Records from Wisconsin election probe to be made public
All records from the Republican-ordered investigation into the 2020 presidential election in Wisconsin are being uploaded to a website for the public to view
MADISON, Wis. (AP) — All records from the closed Republican-ordered investigation into the 2020 presidential election in Wisconsin are being uploaded to a website “for all to see,” an attorney told a judge on Tuesday.
The investigation was led by former Wisconsin Supreme Court Justice Michael Gableman, who was fired in August by Republican Assembly Speaker Robin Vos. He fired Gableman just days after Vos won his primary over an opponent who Gableman and former President Donald Trump endorsed.
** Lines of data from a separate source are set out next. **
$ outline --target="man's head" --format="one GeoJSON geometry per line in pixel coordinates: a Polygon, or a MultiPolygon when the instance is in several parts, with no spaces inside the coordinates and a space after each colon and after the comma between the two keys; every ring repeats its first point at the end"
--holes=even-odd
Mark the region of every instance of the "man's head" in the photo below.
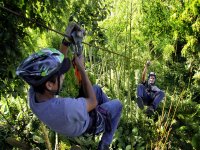
{"type": "MultiPolygon", "coordinates": [[[[64,59],[64,55],[54,49],[45,48],[26,58],[17,68],[19,75],[29,85],[33,86],[37,92],[48,89],[47,82],[60,85],[60,77],[70,68],[69,59],[64,59]]],[[[60,87],[58,87],[60,88],[60,87]]]]}
{"type": "Polygon", "coordinates": [[[156,73],[155,72],[150,72],[148,75],[148,83],[149,84],[155,84],[156,82],[156,73]]]}

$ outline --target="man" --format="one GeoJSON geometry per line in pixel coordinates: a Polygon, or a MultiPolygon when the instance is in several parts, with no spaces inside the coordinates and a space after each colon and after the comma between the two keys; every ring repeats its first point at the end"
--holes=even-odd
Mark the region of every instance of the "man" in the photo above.
{"type": "MultiPolygon", "coordinates": [[[[68,26],[66,31],[71,32],[69,28],[82,30],[76,24],[68,26]]],[[[86,96],[56,97],[62,87],[64,73],[70,68],[67,54],[71,43],[72,39],[64,38],[60,51],[46,48],[32,54],[20,64],[16,74],[31,86],[30,108],[49,128],[69,137],[103,132],[98,150],[108,150],[120,120],[122,104],[119,100],[110,101],[99,86],[92,87],[82,55],[78,57],[75,54],[74,63],[81,75],[86,96]]]]}
{"type": "Polygon", "coordinates": [[[137,105],[140,109],[144,109],[144,105],[148,108],[146,113],[151,116],[157,109],[159,103],[164,98],[164,92],[161,91],[156,85],[156,74],[150,72],[148,75],[148,80],[145,79],[147,68],[150,65],[150,61],[144,65],[144,70],[142,72],[142,84],[137,86],[137,105]]]}

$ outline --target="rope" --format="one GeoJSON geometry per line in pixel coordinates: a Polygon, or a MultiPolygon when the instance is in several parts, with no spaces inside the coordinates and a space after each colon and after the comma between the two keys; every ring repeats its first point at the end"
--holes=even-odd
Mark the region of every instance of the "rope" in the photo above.
{"type": "MultiPolygon", "coordinates": [[[[48,26],[46,26],[46,25],[43,25],[42,23],[39,23],[39,22],[37,22],[37,21],[34,20],[34,19],[27,18],[27,17],[25,17],[25,16],[23,16],[23,15],[21,15],[21,14],[15,12],[15,11],[9,9],[9,8],[6,8],[6,7],[1,6],[1,5],[0,5],[0,8],[2,8],[3,10],[6,10],[6,11],[8,11],[8,12],[10,12],[10,13],[12,13],[12,14],[18,16],[18,17],[22,17],[22,18],[24,18],[24,19],[26,19],[26,20],[29,20],[30,22],[33,22],[33,23],[35,23],[35,24],[37,24],[37,25],[39,25],[39,26],[41,26],[41,27],[43,27],[43,28],[46,28],[46,29],[48,29],[48,30],[50,30],[50,31],[53,31],[53,32],[55,32],[55,33],[57,33],[57,34],[60,34],[60,35],[62,35],[62,36],[68,37],[66,34],[64,34],[64,33],[62,33],[62,32],[56,31],[56,30],[54,30],[54,29],[52,29],[52,28],[50,28],[50,27],[48,27],[48,26]]],[[[111,50],[108,50],[108,49],[105,49],[105,48],[102,48],[102,47],[99,47],[99,46],[94,46],[94,45],[89,44],[89,43],[86,43],[86,42],[82,42],[82,43],[85,44],[85,45],[91,46],[91,47],[95,47],[95,48],[97,48],[97,49],[101,49],[101,50],[103,50],[103,51],[105,51],[105,52],[113,53],[113,54],[115,54],[115,55],[118,55],[118,56],[120,56],[120,57],[124,57],[124,58],[126,58],[126,59],[131,59],[131,58],[127,57],[127,56],[124,56],[124,55],[122,55],[122,54],[113,52],[113,51],[111,51],[111,50]]]]}

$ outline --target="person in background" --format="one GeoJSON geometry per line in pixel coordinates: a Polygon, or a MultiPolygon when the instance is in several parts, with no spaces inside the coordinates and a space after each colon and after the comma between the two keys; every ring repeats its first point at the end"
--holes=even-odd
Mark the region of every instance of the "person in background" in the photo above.
{"type": "Polygon", "coordinates": [[[150,61],[144,65],[142,72],[142,83],[137,86],[137,105],[140,109],[144,109],[147,105],[146,114],[151,116],[157,109],[159,103],[163,100],[165,94],[156,85],[156,73],[150,72],[146,80],[147,68],[150,66],[150,61]]]}
{"type": "Polygon", "coordinates": [[[53,131],[77,137],[103,133],[98,150],[108,150],[120,121],[122,104],[110,100],[98,85],[92,86],[85,71],[83,56],[74,55],[74,64],[82,79],[84,97],[58,97],[65,73],[70,69],[68,47],[71,32],[83,31],[72,23],[66,29],[60,50],[44,48],[27,57],[16,74],[30,85],[29,105],[32,112],[53,131]]]}

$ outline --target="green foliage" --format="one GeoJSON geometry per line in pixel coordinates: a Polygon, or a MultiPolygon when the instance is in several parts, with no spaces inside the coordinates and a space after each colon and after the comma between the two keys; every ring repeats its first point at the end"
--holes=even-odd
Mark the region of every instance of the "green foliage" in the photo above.
{"type": "MultiPolygon", "coordinates": [[[[69,21],[86,29],[84,42],[89,44],[84,45],[84,55],[90,79],[124,106],[112,149],[198,149],[198,0],[3,0],[0,4],[60,32],[64,32],[69,21]],[[166,95],[151,118],[138,110],[134,102],[136,85],[147,60],[151,60],[149,69],[157,73],[157,84],[166,95]]],[[[2,8],[0,13],[0,145],[3,149],[19,148],[11,144],[14,139],[29,148],[47,149],[47,141],[54,147],[55,133],[30,112],[27,84],[16,77],[15,70],[34,51],[59,48],[62,37],[2,8]]],[[[78,84],[72,68],[65,78],[61,96],[76,97],[78,84]]],[[[82,149],[95,149],[100,137],[93,141],[91,137],[59,136],[59,148],[81,145],[82,149]]]]}

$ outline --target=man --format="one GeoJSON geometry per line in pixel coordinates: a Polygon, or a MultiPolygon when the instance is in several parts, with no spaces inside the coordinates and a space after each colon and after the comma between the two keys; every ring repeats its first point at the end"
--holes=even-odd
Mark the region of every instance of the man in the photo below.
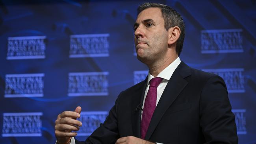
{"type": "Polygon", "coordinates": [[[220,77],[192,68],[178,56],[182,17],[169,6],[144,3],[134,24],[138,59],[146,79],[122,92],[104,124],[85,142],[73,137],[81,108],[58,116],[57,143],[237,144],[234,116],[220,77]]]}

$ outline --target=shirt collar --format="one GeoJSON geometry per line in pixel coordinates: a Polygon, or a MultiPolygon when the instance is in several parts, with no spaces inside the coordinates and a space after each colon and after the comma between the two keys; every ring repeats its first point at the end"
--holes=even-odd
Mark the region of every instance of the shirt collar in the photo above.
{"type": "MultiPolygon", "coordinates": [[[[169,81],[173,74],[174,71],[175,70],[175,69],[176,69],[176,68],[180,65],[181,62],[181,61],[180,61],[180,57],[178,57],[173,63],[161,72],[156,77],[160,77],[162,78],[163,79],[169,81]]],[[[151,75],[149,73],[149,71],[148,71],[148,85],[150,80],[152,79],[155,78],[155,77],[151,75]]]]}

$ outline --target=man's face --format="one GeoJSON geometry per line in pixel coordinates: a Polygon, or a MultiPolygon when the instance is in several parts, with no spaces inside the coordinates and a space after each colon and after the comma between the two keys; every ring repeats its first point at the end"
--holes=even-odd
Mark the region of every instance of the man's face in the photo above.
{"type": "Polygon", "coordinates": [[[134,42],[138,59],[146,64],[166,55],[168,32],[161,9],[150,7],[141,11],[134,24],[134,42]]]}

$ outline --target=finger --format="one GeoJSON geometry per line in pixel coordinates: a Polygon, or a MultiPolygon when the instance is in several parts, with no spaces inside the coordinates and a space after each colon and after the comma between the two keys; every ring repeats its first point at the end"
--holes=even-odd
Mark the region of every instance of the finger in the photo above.
{"type": "Polygon", "coordinates": [[[65,117],[59,120],[60,124],[67,124],[69,125],[82,126],[82,123],[80,121],[70,118],[65,117]]]}
{"type": "Polygon", "coordinates": [[[122,137],[119,138],[117,140],[115,143],[118,144],[122,142],[124,142],[126,141],[126,137],[122,137]]]}
{"type": "Polygon", "coordinates": [[[82,108],[80,106],[78,106],[76,107],[76,109],[75,110],[75,112],[79,114],[81,113],[81,111],[82,111],[82,108]]]}
{"type": "Polygon", "coordinates": [[[76,132],[67,132],[55,131],[55,135],[56,137],[72,137],[77,135],[76,132]]]}
{"type": "Polygon", "coordinates": [[[80,117],[80,114],[74,111],[65,111],[60,114],[61,118],[70,117],[73,118],[76,118],[80,117]]]}
{"type": "Polygon", "coordinates": [[[59,131],[77,131],[79,130],[79,127],[69,125],[68,124],[61,124],[59,126],[58,130],[59,131]]]}

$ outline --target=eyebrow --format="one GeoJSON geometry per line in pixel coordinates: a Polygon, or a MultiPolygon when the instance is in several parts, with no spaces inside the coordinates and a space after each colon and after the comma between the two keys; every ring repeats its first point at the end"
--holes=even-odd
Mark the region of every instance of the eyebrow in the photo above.
{"type": "MultiPolygon", "coordinates": [[[[143,20],[143,23],[144,23],[144,24],[148,22],[152,22],[152,23],[153,23],[154,24],[155,23],[155,22],[154,21],[154,20],[153,20],[151,18],[147,19],[146,20],[143,20]]],[[[139,26],[139,24],[138,23],[135,22],[134,23],[134,28],[135,28],[135,27],[136,27],[136,26],[139,26]]]]}

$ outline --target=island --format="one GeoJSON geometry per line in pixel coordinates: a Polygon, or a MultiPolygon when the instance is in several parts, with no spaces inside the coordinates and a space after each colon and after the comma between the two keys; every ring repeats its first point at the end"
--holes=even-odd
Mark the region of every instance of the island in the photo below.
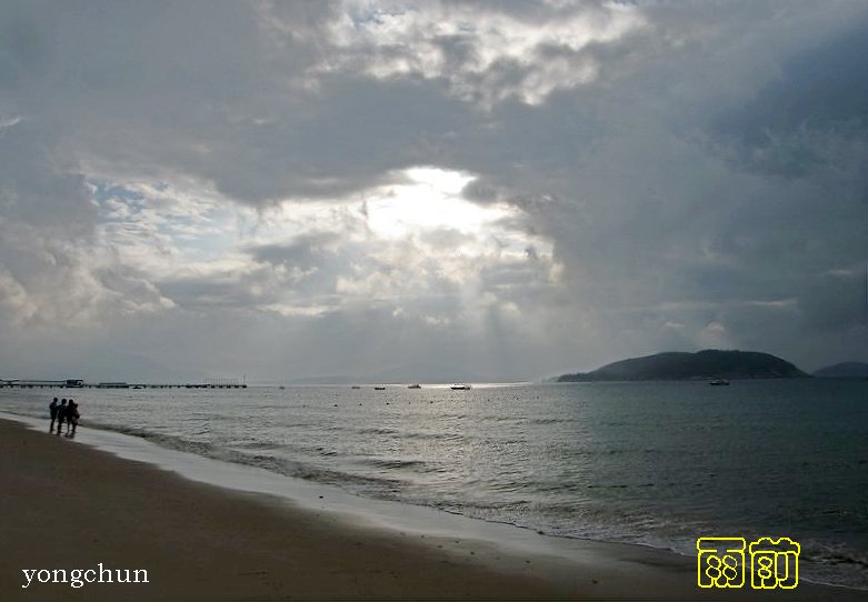
{"type": "Polygon", "coordinates": [[[592,372],[563,374],[556,382],[792,378],[809,375],[770,353],[706,349],[696,353],[670,351],[630,358],[592,372]]]}

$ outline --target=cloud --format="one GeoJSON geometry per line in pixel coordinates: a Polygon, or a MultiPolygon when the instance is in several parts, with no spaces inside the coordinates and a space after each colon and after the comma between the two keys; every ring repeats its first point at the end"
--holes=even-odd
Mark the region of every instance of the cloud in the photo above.
{"type": "Polygon", "coordinates": [[[867,30],[848,1],[7,1],[0,359],[866,359],[867,30]]]}

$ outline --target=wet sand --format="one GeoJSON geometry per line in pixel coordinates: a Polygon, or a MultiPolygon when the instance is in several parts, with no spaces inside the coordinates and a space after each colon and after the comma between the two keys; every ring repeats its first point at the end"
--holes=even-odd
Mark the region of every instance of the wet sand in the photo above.
{"type": "Polygon", "coordinates": [[[694,559],[628,545],[588,542],[568,562],[373,529],[6,420],[0,542],[0,600],[868,600],[810,584],[699,590],[694,559]],[[66,569],[70,579],[100,565],[147,570],[148,583],[76,589],[34,576],[22,588],[24,569],[66,569]]]}

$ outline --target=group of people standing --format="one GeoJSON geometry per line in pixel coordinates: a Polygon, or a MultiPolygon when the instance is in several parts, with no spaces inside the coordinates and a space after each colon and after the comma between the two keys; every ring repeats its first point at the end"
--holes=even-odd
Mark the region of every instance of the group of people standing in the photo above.
{"type": "Polygon", "coordinates": [[[67,423],[67,437],[76,437],[76,427],[79,424],[79,404],[73,400],[62,399],[58,403],[58,398],[48,404],[48,412],[51,415],[51,427],[48,432],[54,432],[54,421],[58,423],[58,434],[63,432],[63,423],[67,423]]]}

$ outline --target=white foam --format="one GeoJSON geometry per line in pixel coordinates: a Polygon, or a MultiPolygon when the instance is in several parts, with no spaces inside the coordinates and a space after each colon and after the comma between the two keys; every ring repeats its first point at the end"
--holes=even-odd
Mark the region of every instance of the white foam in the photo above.
{"type": "MultiPolygon", "coordinates": [[[[0,412],[0,418],[44,431],[44,420],[0,412]]],[[[246,464],[222,462],[189,452],[169,450],[137,437],[80,427],[76,443],[146,462],[184,479],[225,489],[262,493],[302,508],[325,511],[396,533],[425,534],[449,540],[475,540],[516,554],[555,556],[566,561],[590,560],[588,543],[539,534],[511,524],[487,522],[437,509],[353,495],[338,486],[285,476],[246,464]]],[[[593,542],[598,544],[599,542],[593,542]]],[[[602,544],[599,545],[618,545],[602,544]]]]}

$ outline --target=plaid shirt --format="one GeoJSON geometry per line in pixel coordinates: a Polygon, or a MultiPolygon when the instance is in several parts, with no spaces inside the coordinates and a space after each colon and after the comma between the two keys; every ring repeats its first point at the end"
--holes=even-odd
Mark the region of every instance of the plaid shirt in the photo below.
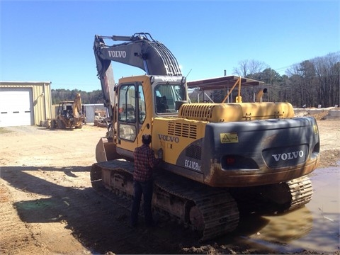
{"type": "Polygon", "coordinates": [[[146,144],[135,149],[133,157],[135,158],[133,180],[142,182],[149,180],[152,177],[152,169],[161,162],[161,159],[156,159],[154,151],[146,144]]]}

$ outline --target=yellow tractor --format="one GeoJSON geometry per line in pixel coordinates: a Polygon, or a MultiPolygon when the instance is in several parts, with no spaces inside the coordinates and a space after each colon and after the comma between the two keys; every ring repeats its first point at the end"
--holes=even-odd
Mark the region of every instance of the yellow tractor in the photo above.
{"type": "Polygon", "coordinates": [[[133,151],[150,134],[152,149],[163,150],[153,208],[200,232],[203,240],[232,232],[237,203],[246,198],[280,212],[310,200],[307,175],[318,165],[320,147],[314,118],[295,118],[289,103],[242,102],[242,86],[262,83],[233,76],[221,80],[233,84],[230,92],[238,88],[236,103],[225,103],[228,94],[222,103],[191,103],[188,84],[209,79],[187,84],[176,58],[148,33],[96,35],[94,50],[111,121],[96,147],[94,188],[130,198],[133,151]],[[104,39],[125,42],[108,46],[104,39]],[[112,61],[147,74],[115,84],[112,61]]]}

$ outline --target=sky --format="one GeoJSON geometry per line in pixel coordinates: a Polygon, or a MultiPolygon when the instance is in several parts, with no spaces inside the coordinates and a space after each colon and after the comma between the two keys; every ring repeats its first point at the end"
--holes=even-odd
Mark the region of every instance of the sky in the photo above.
{"type": "MultiPolygon", "coordinates": [[[[51,81],[52,89],[101,89],[95,35],[149,33],[188,81],[235,74],[244,60],[285,74],[340,50],[340,1],[0,0],[0,81],[51,81]]],[[[106,41],[108,45],[120,43],[106,41]]],[[[112,62],[115,81],[144,74],[112,62]]]]}

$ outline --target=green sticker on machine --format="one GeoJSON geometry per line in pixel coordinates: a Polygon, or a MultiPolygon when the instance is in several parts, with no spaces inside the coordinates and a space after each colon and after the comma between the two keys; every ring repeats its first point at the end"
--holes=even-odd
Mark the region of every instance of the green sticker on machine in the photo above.
{"type": "Polygon", "coordinates": [[[221,133],[220,134],[221,143],[239,142],[239,138],[237,132],[221,133]]]}

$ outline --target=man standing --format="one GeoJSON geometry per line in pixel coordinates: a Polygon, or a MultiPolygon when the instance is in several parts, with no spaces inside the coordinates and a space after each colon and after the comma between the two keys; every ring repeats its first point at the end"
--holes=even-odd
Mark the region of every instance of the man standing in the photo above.
{"type": "Polygon", "coordinates": [[[145,225],[150,227],[154,225],[152,218],[152,201],[154,188],[152,178],[153,169],[162,161],[162,149],[159,151],[158,159],[154,157],[154,151],[150,148],[151,135],[142,136],[142,146],[136,148],[133,153],[135,158],[135,171],[133,172],[133,187],[135,194],[131,212],[131,225],[137,226],[138,212],[140,210],[142,194],[144,200],[144,217],[145,225]]]}

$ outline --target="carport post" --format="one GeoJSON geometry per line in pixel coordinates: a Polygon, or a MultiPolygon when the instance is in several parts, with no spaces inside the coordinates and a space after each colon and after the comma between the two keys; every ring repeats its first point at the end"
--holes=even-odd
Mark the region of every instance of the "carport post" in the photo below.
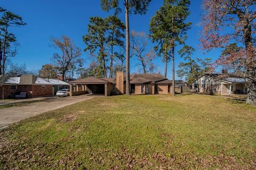
{"type": "Polygon", "coordinates": [[[72,84],[69,84],[69,91],[70,91],[69,95],[70,96],[72,96],[72,94],[73,92],[73,85],[72,84]]]}

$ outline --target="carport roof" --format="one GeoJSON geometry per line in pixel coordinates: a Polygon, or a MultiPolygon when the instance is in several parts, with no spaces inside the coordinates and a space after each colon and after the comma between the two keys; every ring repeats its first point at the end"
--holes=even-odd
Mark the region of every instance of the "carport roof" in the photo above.
{"type": "Polygon", "coordinates": [[[94,76],[90,76],[84,79],[78,79],[70,81],[70,83],[81,84],[108,84],[113,83],[114,78],[97,78],[94,76]]]}

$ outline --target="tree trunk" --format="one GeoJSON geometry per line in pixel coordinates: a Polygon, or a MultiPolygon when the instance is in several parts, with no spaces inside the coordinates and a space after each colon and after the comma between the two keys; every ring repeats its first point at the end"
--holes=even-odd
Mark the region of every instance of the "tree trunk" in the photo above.
{"type": "MultiPolygon", "coordinates": [[[[238,13],[238,16],[239,20],[245,23],[243,29],[243,34],[245,37],[244,44],[245,45],[245,49],[246,51],[251,50],[252,47],[252,28],[251,24],[248,20],[244,19],[244,16],[243,16],[242,13],[238,13]]],[[[250,78],[247,79],[246,103],[256,105],[256,69],[253,66],[251,65],[250,63],[246,63],[246,66],[247,77],[250,78]]]]}
{"type": "MultiPolygon", "coordinates": [[[[174,44],[174,43],[173,43],[174,44]]],[[[172,47],[172,96],[175,96],[174,46],[172,47]]]]}
{"type": "MultiPolygon", "coordinates": [[[[174,18],[172,18],[172,28],[174,28],[174,18]]],[[[172,33],[172,96],[175,96],[175,69],[174,69],[174,35],[172,33]]]]}
{"type": "Polygon", "coordinates": [[[113,77],[113,46],[111,46],[110,67],[109,68],[109,78],[113,77]]]}
{"type": "Polygon", "coordinates": [[[164,64],[165,64],[165,66],[164,66],[164,76],[165,78],[167,78],[167,58],[168,56],[167,56],[166,52],[165,52],[164,55],[165,55],[165,56],[164,56],[164,64]]]}
{"type": "Polygon", "coordinates": [[[126,94],[131,95],[130,91],[130,30],[129,30],[129,1],[125,0],[125,33],[126,33],[126,94]]]}

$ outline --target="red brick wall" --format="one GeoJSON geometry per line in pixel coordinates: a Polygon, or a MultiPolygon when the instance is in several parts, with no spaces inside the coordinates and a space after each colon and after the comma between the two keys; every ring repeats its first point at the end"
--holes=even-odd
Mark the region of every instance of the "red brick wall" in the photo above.
{"type": "MultiPolygon", "coordinates": [[[[0,87],[0,99],[2,99],[2,89],[0,87]]],[[[17,93],[27,92],[27,97],[37,97],[52,95],[52,86],[45,86],[45,89],[42,89],[41,85],[18,85],[17,89],[10,89],[10,85],[4,86],[4,98],[11,98],[17,93]]]]}
{"type": "MultiPolygon", "coordinates": [[[[10,85],[4,86],[4,98],[11,98],[17,92],[26,91],[28,97],[32,97],[31,86],[18,85],[17,89],[10,89],[10,85]]],[[[2,99],[2,87],[0,87],[0,99],[2,99]]]]}
{"type": "Polygon", "coordinates": [[[32,97],[52,95],[52,86],[46,85],[45,89],[41,85],[32,86],[32,97]]]}

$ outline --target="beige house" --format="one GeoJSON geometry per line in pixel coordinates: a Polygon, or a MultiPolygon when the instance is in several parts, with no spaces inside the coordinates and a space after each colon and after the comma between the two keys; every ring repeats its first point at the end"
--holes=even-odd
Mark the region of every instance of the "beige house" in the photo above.
{"type": "Polygon", "coordinates": [[[204,74],[192,83],[194,92],[212,94],[246,94],[246,80],[235,75],[222,77],[221,74],[204,74]]]}
{"type": "MultiPolygon", "coordinates": [[[[69,83],[73,96],[87,93],[103,94],[105,96],[125,93],[125,80],[121,72],[117,72],[116,78],[89,77],[69,83]]],[[[172,81],[159,74],[132,74],[130,84],[132,94],[168,94],[172,91],[172,81]]]]}

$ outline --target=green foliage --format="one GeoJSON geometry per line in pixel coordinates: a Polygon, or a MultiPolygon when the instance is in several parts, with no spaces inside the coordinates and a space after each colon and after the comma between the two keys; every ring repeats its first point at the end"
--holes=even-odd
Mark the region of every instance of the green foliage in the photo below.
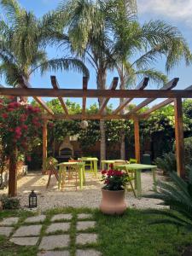
{"type": "Polygon", "coordinates": [[[160,205],[169,206],[172,211],[148,210],[148,213],[160,214],[169,218],[157,220],[154,223],[173,224],[192,229],[192,169],[189,179],[183,180],[176,172],[169,172],[172,183],[158,181],[158,191],[147,198],[160,199],[160,205]],[[177,214],[175,212],[178,212],[177,214]]]}
{"type": "Polygon", "coordinates": [[[166,153],[162,157],[158,157],[154,160],[154,164],[163,171],[165,174],[168,174],[171,172],[177,172],[177,161],[175,154],[166,153]]]}
{"type": "Polygon", "coordinates": [[[3,195],[0,201],[2,201],[3,210],[15,210],[20,208],[20,200],[18,198],[3,195]]]}
{"type": "Polygon", "coordinates": [[[192,165],[192,137],[184,139],[184,162],[192,165]]]}
{"type": "Polygon", "coordinates": [[[53,29],[61,30],[55,15],[51,22],[46,15],[38,19],[16,0],[2,0],[0,5],[6,15],[6,20],[0,19],[0,75],[9,85],[18,86],[22,78],[28,81],[38,69],[41,73],[73,69],[89,77],[88,69],[78,58],[47,59],[43,43],[53,29]]]}

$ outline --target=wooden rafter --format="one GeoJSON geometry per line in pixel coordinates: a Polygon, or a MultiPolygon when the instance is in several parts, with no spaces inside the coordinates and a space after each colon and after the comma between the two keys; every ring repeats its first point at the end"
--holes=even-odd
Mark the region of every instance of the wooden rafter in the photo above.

But the office Gableman led still exists after he was fired. American Oversight, a liberal watchdog group, has filed four open records lawsuits against Gableman, Vos and the office seeking records created during the investigation.
On Tuesday, during a hearing over a lawsuit American Oversight filed seeking to stop the deletion of records, attorney James Bopp said that all electronic and paper records from the office have been turned over to the Assembly chief clerk's office. The files are being uploaded to a website that will soon be available “for all to see,” said Bopp, who represents the office which he said has no employees.
Hundreds of pages of documents have already been made public as the result of other American Oversight lawsuits. Bopp said the data yet-to-be made public that's being processed now includes text messages on cellphones used in the course of the investigation.
Gableman's probe did not uncover any widespread fraud in the 2020 election won by President Joe Biden over Trump by nearly 21,000 votes. His effort was widely ridiculed, by Democrats and Republicans alike, and when Vos fired him he called Gableman an “embarrassment” both to himself and the state.
Dane County Circuit Judge Jacob Frost was considering Bopp's motion on behalf of Gableman's former office to dismiss the American Oversight lawsuit filed to prevent the destruction of any public records held by the office. Bopp argued Tuesday that was moot because all of the records were about to be made public.
Frost earlier ordered that the office not delete any records in its possession while the lawsuit continues. Frost on Tuesday said he would not immediately consider the question of whether the lawsuit was now moot, but he did take arguments on whether to dismiss it. He did not indicate when he might rule.